第20話:執事のお仕事ー2

 執事は夜の闇に立って、まるでそれが一つの塊のような建物の群れを見下ろしていた。


 古い建物ばかりで、人が住み、人が使っているものは数えるほどしかない。自分もこれらの仲間なのだがと考えると、寂しさよりも先に同情のようなものが湧いてくる。


 老いることは、十全に機能を果たせなくなることは避けようがない。しかしそれを、造った人間は、使っていた人間は、どうして最後まで面倒をみないのか。


 砕いて捨てるのでも良い。関わった人間の誰かが、最後を見届けてやるべきではないのか。


 そんなことを考えて、それは単に自分の行く末を案じているだけではないか。自分が誰にも顧みられることがなくなった時の、布石を打とうとしているだけではないかと思い至った。


「私はまだまだ、先を見ていなければ」


 誓いめいた言葉を絞り出したと同時、特に注目していた建物から轟音が響いた。

 部下の入っていった入り口の隙間からは、僅かながら砂煙のようなものが吹き出している。


「ほっ」


 やはり相手は只者ではないらしい。
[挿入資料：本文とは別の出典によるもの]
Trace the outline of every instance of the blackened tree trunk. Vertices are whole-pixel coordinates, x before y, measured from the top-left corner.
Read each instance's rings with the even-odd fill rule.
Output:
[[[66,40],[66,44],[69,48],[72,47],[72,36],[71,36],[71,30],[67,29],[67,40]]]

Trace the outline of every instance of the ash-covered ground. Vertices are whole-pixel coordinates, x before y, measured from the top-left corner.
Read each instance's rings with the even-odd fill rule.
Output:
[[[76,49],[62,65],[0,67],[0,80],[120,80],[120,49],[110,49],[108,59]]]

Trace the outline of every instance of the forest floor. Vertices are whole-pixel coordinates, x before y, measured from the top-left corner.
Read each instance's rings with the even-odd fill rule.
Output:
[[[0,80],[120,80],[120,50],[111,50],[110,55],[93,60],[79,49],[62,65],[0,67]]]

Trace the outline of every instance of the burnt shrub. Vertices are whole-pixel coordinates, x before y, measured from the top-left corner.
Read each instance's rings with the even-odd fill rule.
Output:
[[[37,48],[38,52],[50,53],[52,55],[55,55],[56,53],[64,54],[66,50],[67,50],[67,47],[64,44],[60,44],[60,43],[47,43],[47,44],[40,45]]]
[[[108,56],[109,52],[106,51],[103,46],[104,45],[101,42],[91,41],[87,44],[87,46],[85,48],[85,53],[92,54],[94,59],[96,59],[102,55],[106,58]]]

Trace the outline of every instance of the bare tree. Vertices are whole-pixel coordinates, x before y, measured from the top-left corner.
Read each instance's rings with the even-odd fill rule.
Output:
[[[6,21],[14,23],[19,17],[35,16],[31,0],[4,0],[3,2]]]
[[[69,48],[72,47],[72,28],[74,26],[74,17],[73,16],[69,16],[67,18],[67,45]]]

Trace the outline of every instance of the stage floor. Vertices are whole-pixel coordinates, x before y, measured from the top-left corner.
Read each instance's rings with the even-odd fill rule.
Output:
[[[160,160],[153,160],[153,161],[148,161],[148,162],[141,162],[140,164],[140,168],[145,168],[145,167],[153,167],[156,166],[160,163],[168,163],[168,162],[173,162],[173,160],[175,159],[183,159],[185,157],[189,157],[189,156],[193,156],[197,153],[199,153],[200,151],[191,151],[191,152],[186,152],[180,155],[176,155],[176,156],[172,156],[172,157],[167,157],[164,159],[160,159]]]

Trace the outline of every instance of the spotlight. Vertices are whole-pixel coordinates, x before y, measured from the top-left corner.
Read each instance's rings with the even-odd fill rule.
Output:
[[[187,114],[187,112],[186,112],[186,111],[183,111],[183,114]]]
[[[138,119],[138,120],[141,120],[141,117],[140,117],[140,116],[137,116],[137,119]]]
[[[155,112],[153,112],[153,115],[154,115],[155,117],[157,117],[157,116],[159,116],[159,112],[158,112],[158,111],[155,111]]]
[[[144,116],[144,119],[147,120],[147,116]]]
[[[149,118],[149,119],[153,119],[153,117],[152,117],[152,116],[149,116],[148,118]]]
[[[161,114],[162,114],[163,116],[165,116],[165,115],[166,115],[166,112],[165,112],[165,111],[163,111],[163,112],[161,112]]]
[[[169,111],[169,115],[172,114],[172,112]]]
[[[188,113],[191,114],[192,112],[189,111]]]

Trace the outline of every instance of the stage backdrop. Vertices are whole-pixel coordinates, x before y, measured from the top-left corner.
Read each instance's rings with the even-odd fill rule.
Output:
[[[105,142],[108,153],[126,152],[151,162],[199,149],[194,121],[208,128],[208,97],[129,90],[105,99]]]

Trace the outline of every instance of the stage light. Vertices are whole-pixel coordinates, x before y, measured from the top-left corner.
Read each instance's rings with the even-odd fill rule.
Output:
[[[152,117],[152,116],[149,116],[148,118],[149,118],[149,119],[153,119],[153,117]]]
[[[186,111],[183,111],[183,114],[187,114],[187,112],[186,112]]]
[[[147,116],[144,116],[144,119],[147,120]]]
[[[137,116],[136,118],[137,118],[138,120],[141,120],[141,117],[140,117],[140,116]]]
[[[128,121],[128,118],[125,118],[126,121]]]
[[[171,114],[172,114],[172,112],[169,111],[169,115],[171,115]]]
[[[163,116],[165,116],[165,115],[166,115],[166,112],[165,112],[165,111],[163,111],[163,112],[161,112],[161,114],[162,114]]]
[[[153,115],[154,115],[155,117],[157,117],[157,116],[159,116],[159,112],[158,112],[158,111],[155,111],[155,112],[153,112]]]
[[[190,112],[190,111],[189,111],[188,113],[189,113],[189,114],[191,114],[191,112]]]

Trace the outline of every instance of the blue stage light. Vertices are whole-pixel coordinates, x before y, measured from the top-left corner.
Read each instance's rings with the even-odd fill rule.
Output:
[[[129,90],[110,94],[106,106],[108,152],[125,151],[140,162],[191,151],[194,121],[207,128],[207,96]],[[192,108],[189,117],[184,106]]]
その事実に、執事は心に満ちていくものを感じた。


 フラウの手紙には、山賊の規模までは書かれていなかった。しかし貴族のエコリアを襲う度胸のある山賊が、小規模であるはずはない。

 そこからたった四人でフラウを救出した、年若い者たち。それが一筋縄でいく相手である可能性は低い。


 それが主人に伝えた意見だった。

 今のところフラウやその周囲に対して何ごとかを感じ取っている様子はないが、それが表立ってからでは遅い。最も早く火事を鎮めるには、火がおきる前に水をかけてしまえば良いのだ。


 そう進言して、その実行のために来た。

 やはり間違っていなかった。となれば、あとは完遂するのみ。


「ヌラさま」


 気持ちを引き締めたところに、伝令役が来た。頷いて、話して良いと示す。


「ウナムさまを除いた三人は全滅にございます。天井の全面を覆っていた岩塊を落とされました」

「なんと、いきなりですか」

「面目もございません」


 伝令役はウナムたちを視認出来る、ぎりぎりの位置に居たはずだ。それなのにこの男も、いくらかの傷を負っている。

 こちらがまだ、ただ侵入しただけの段階で察知したことも見事だが、初っ端からそんな大仕掛けを使って来るとは肝が太い。


 いや――思っている以上に、こちらの臭いを感じているのか?


「分かりました。お前は止血して、外に回りなさい。ウナム一人ならば、どうとでもするでしょう」


 伝令役は二人一組で、監視している実働部隊と執事との連絡役をこなすのはもちろん、危急の事態には実働部隊の側が何も言わずとも援助を要請したり、直接の支援を行う。


 監視する対象がウナムだけであれば、むしろそれは彼の枷になるだろうと執事は判断した。


「ああ、もう一つ」


 立ち去ろうとした伝令役を、執事は呼び止める。


「お前の相棒はどうしました」

「は――何ですか、掃除をしてくると仰いまして」


 伝令役は一瞬言い淀んだが、黙っているわけにもいかない。おそるおそるといった感を出しながら言った。

 またかと呆れる気持ちがないではなかった。しかし、それもあれの持ち味というものか。その分はあとでみっちり叱れば良い、と納得することにした。


「分かりました。行きなさい」


 伝令役は頷いて、闇に溶けるように消えた。


「展開が早い。例の件も実行する必要がありそうです。急がせなさい」


 ここに来てからずっと傍に控えていた、ドゥオに命じた。

 ドゥオは短く答えると、伝令役と同じ様に素早く闇の中へ消えていった。同じでなかったのは、気配どころかそこに居た痕跡さえも消していったところだ。


「さて次は何をしてくださるんでしょうね」


 見せ物を楽しむ心持ちで、執事は布に隠れた口もとをほころばせた。その次の瞬間には、執事は件の建物へと跳んだ。